The solution uses a depth-first search (DFS) or backtracking algorithm to explore all possible mappings between pattern characters and substrings of the input string.

1. Base Cases:

   • If we've reached the end of both the pattern and the string, it's a match (return true).
   • If we've reached the end of the pattern but not the string, or if there aren't enough characters remaining in the string to match the rest of the pattern, it's not a match (return false).

2. Recursive Step:

   • For each character in the pattern, we iterate through possible substrings in the input string starting from the current position.
   • Check Existing Mapping: If the character in the pattern already has a mapping in our d dictionary, we check if the current substring matches that mapping. If it does, we recursively call dfs to continue checking the rest of the pattern and string.
   • Try New Mapping: If the character doesn't have a mapping or the substring doesn't match an existing mapping, and the substring is not already used in the vis set (to ensure bijective mapping), we create a new mapping, add the substring to vis, recursively call dfs, and then backtrack by removing the mapping and substring to explore other possibilities.

3. Backtracking: The crucial part of this approach is backtracking. After trying a mapping and the recursive call returns false, we need to undo that mapping to try other possibilities. This is done by removing the mapping from d and the substring from vis.

Time and Space Complexity Analysis

Time Complexity: O(N * M * 2M), where N is the length of the string s and M is the length of the pattern p. The exponential part comes from exploring different mappings for each character in the pattern, in the worst case.

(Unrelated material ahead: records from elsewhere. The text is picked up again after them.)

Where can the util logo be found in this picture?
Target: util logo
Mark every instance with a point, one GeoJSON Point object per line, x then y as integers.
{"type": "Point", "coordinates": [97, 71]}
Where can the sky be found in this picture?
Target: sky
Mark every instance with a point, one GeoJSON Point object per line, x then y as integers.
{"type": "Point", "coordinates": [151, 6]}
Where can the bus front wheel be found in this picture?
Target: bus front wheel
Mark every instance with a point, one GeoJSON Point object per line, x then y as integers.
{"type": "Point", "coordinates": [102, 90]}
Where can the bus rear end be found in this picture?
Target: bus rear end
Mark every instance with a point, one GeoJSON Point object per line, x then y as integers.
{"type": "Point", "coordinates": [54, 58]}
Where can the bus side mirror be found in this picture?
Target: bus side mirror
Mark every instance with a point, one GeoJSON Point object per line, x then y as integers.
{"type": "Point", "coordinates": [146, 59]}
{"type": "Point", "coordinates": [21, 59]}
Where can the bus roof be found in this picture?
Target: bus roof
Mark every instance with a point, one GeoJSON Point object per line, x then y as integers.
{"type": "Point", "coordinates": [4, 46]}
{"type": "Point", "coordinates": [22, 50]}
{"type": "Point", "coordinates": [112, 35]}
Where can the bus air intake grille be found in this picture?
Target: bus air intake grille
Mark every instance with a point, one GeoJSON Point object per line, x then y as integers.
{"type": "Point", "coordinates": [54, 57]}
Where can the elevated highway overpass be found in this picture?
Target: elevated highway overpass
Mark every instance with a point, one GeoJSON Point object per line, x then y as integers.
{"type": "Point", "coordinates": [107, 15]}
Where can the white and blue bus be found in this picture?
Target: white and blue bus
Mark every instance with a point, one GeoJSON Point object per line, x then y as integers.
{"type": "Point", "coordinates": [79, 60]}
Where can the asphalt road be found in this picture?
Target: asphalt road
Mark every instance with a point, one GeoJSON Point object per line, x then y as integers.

Space Complexity: O(M) The space is dominated by the d dictionary (mapping pattern characters to substrings) and the vis set (to track used substrings), both of which have sizes at most proportional to the length of the pattern. The recursion depth is also at most proportional to M.

Code Explanation (Python)

class Solution:
    def wordPatternMatch(self, pattern: str, s: str) -> bool:
        def dfs(i, j):
            if i == m and j == n:
                return True
            if i == m or j == n or n - j < m - i: # optimization: if remaining string length is less than remaining pattern length
                return False
            for k in range(j, n):
                t = s[j : k + 1]
                if d.get(pattern[i]) == t:
                    if dfs(i + 1, k + 1):
                        return True
                if pattern[i] not in d and t not in vis:
                    d[pattern[i]] = t
                    vis.add(t)
                    if dfs(i + 1, k + 1):
                        return True
                    d.pop(pattern[i])
                    vis.remove(t)
            return False
 
        m, n = len(pattern), len(s)
        d = {}  # Mapping from pattern characters to substrings
        vis = set() # Set of used substrings
        return dfs(0, 0)

The other languages (Java, C++, Go) follow a similar structure, using their respective data structures for dictionaries and sets. The core logic of the backtracking DFS remains the same.